Research

Interests

  • Statistical inference for networks: latent space models, community detection, spectral graph inference.
  • High-dimensional data analysis: variable selection, dimensionality reduction, covariance estimation, convex optimization.
  • Statistical machine learning and pattern recognition: classification, regression, clustering, graph matching.
  • Applications to neuroimaging: statistical connectomics.
Overview (click to expand)

I am interested in the statistical, mathematical and computational aspects of methodologies for problems that arise in data science, especially for large and complex data.
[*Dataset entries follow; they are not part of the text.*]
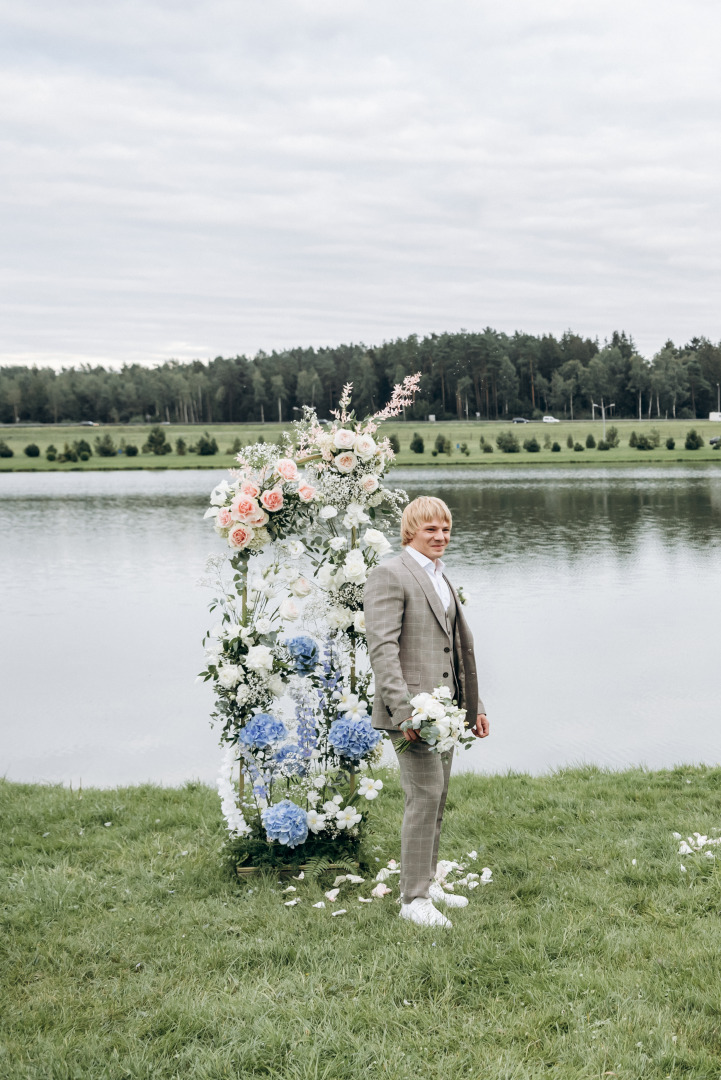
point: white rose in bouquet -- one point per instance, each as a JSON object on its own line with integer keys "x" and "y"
{"x": 343, "y": 440}
{"x": 354, "y": 567}
{"x": 259, "y": 659}
{"x": 364, "y": 446}
{"x": 229, "y": 676}
{"x": 300, "y": 588}
{"x": 376, "y": 540}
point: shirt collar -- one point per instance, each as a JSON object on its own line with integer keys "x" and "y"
{"x": 426, "y": 563}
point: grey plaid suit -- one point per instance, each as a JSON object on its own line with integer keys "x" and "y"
{"x": 415, "y": 646}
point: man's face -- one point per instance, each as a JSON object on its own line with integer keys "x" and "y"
{"x": 432, "y": 538}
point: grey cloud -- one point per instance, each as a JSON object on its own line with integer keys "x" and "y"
{"x": 192, "y": 179}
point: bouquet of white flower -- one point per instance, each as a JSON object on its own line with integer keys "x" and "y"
{"x": 438, "y": 721}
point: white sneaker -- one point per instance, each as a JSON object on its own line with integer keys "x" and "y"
{"x": 438, "y": 893}
{"x": 422, "y": 912}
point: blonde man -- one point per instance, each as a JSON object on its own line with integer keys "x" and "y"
{"x": 418, "y": 639}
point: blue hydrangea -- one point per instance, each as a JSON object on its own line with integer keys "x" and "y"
{"x": 286, "y": 823}
{"x": 262, "y": 731}
{"x": 303, "y": 652}
{"x": 353, "y": 738}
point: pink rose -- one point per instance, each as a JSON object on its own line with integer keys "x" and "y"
{"x": 272, "y": 499}
{"x": 345, "y": 462}
{"x": 258, "y": 518}
{"x": 243, "y": 508}
{"x": 287, "y": 469}
{"x": 240, "y": 537}
{"x": 343, "y": 439}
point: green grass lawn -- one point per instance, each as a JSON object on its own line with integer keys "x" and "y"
{"x": 128, "y": 949}
{"x": 458, "y": 433}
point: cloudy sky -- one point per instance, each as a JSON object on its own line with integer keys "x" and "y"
{"x": 190, "y": 179}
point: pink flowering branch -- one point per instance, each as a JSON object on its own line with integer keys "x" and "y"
{"x": 402, "y": 396}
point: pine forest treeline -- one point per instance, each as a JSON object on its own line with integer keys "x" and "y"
{"x": 491, "y": 374}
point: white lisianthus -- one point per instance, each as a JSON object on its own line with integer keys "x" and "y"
{"x": 259, "y": 659}
{"x": 345, "y": 461}
{"x": 364, "y": 446}
{"x": 370, "y": 787}
{"x": 229, "y": 676}
{"x": 376, "y": 540}
{"x": 288, "y": 610}
{"x": 300, "y": 588}
{"x": 219, "y": 494}
{"x": 354, "y": 515}
{"x": 348, "y": 817}
{"x": 315, "y": 821}
{"x": 296, "y": 549}
{"x": 354, "y": 567}
{"x": 343, "y": 440}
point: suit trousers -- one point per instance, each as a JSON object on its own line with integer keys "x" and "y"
{"x": 424, "y": 780}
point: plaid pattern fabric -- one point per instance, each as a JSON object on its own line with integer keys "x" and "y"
{"x": 411, "y": 645}
{"x": 424, "y": 781}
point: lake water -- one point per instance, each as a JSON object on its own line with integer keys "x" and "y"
{"x": 594, "y": 599}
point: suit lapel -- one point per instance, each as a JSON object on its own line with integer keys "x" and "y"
{"x": 426, "y": 585}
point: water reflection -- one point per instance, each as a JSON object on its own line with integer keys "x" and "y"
{"x": 593, "y": 601}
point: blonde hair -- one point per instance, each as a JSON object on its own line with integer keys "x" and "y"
{"x": 420, "y": 511}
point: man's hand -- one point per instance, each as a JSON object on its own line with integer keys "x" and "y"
{"x": 481, "y": 729}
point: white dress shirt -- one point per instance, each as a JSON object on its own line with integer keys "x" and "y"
{"x": 435, "y": 571}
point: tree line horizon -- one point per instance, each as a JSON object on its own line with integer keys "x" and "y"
{"x": 487, "y": 375}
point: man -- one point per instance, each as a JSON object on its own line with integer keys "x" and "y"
{"x": 418, "y": 639}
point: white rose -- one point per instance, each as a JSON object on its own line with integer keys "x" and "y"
{"x": 354, "y": 567}
{"x": 345, "y": 462}
{"x": 343, "y": 439}
{"x": 364, "y": 446}
{"x": 369, "y": 484}
{"x": 259, "y": 659}
{"x": 228, "y": 676}
{"x": 354, "y": 515}
{"x": 288, "y": 610}
{"x": 376, "y": 540}
{"x": 300, "y": 588}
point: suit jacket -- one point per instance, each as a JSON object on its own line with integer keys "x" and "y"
{"x": 410, "y": 647}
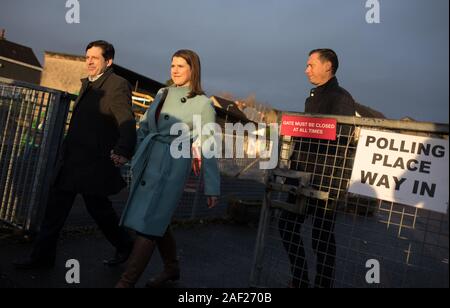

My research combines the following themes.

  • Developing statistical methodologies for complex and high-dimensional data to make interpretable and efficient inferences by exploiting low-dimensional structures in the data.

  • Constructing computationally efficient and robust algorithms for large-scale data analysis, in particular through spectral methods and convex optimization.

  • Studying the theoretical aspects of the above problems within a formal statistical framework to quantify uncertainty and to better understand their non-asymptotic performance and limitations.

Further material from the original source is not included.